On questioning Dave, he initially denies being there, but when video surveillance shows him leaving the building at 8:09 pm, he admits he was there but says he was only browsing job websites. He then remembers he may have clicked on a job announcement sent to him by email, and that might have been how the ransomware was downloaded. He apologized for his stupidity, but reminded the FBI agents he hadn’t had a pay raise for six years, and none of this would have happened if the hospital had given his friend Adam the promotion he deserved, because he was the senior cybersecurity person at the hospital beforehand.
Day 3 Notices
Even with the help of Delta Force and the FBI, the IT staff are struggling to clean the computers in a timely manner. In particular, one of the servers that supported the HR system had its username and password changed recently, and you cannot access the hard-drive for cleaning. The hospital staff are getting nervous and suggest paying the ransom to save the data on the drive.
Furthermore, at about 9:30 am this morning a computer in the accounting department is reinfected with the ransomware. The machine had been cleaned but not re-connected to the network. The accounting clerk using the machine said all they did was back up some files to a USB drive.
Day 3 FBI Report
Adam (a disgruntled ex-employee) has been arrested and charged with orchestrating the attack on the hospital.
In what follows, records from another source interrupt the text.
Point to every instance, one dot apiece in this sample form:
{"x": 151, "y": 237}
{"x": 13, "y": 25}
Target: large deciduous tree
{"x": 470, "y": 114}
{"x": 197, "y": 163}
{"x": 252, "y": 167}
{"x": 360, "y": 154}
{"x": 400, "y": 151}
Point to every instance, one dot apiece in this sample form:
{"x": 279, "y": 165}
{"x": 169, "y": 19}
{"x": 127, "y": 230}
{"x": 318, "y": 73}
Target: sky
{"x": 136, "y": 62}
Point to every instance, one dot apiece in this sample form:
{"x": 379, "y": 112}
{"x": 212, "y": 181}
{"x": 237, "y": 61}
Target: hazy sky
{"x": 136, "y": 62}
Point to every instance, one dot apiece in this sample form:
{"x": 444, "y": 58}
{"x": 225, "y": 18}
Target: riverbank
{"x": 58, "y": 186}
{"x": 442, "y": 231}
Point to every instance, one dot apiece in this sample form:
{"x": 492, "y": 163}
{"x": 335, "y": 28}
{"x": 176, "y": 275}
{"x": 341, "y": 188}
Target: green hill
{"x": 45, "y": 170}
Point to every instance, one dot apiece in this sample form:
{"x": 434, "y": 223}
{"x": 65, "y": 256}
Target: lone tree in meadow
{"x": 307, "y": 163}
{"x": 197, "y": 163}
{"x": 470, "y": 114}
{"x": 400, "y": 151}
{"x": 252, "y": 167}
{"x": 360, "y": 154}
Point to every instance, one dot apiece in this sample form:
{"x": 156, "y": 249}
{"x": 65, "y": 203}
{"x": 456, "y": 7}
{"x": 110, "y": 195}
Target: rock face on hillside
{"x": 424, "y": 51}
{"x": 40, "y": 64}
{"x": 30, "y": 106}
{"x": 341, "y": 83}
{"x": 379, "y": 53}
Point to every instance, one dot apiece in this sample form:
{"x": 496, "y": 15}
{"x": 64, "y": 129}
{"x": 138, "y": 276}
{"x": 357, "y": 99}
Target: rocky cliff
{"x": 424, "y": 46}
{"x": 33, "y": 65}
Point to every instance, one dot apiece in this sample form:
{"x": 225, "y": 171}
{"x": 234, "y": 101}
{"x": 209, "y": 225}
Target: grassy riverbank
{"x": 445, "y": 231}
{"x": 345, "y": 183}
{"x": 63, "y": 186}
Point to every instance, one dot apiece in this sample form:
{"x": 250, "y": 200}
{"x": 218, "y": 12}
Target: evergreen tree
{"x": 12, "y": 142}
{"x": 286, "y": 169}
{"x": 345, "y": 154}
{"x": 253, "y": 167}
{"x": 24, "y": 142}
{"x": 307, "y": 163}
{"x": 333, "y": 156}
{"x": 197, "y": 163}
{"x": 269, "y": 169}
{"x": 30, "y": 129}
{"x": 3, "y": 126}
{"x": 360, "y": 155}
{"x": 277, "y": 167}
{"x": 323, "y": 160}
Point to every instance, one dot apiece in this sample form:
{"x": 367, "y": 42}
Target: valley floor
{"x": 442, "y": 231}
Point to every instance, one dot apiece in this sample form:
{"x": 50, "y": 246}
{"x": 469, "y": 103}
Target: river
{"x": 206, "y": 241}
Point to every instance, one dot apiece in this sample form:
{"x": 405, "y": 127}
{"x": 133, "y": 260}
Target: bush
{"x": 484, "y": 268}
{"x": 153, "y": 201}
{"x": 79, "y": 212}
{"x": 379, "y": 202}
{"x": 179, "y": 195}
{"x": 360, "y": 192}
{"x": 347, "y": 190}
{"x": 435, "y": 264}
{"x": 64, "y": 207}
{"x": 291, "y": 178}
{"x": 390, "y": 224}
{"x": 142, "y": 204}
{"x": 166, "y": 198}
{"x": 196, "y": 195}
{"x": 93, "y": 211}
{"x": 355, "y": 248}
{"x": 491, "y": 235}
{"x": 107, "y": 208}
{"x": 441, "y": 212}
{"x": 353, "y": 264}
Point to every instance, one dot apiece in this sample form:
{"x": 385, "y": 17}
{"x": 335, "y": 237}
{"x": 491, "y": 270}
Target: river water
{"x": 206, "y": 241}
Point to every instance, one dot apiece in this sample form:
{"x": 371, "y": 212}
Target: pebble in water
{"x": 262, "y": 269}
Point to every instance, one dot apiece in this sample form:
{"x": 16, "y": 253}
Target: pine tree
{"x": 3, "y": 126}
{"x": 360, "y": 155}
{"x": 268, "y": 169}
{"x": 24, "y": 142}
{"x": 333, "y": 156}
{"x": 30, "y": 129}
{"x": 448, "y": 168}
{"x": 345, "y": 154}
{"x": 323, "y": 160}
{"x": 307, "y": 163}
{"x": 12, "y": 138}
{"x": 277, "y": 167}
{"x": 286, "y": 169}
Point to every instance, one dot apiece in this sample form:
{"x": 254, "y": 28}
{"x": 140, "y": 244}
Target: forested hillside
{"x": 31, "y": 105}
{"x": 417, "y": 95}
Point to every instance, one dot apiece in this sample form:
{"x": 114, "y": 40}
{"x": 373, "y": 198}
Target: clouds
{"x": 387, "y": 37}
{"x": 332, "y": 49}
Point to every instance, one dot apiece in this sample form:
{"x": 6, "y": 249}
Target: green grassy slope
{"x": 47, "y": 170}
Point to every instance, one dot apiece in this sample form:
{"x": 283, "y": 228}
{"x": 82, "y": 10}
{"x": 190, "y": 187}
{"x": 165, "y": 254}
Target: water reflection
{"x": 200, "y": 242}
Further analysis by the FBI and Delta Force team had discovered the account used to login to an IT Help Desk computer and download the malware was not Dave’s account, but an internal hospital account called NaNa, which appears to no longer exist. A forensic examination of Adam’s old work station showed the NaNa account had been created at 9:04pm on Sunday, April 2nd. Further analysis showed that at 7:56 pm on Sunday April 30th, two days after Adam quit, someone remotely logged in to the ITHelpDesk-01 machine in the IT department using the NaNa account. The user logged into Gmail where an email was accessed and an attachment activated that contained the malware. Adam was arrested, and a search warrant of his computer discovered a copy of the same malware file.
Records show that Adam had spent eight consecutive days (Friday, March 31st to Friday, April 7th) in the hospital battling a malware attack, logging more than 100 hours during that period. Adam received the letter informing him of his denial of promotion on his return to work on Monday, April 10th.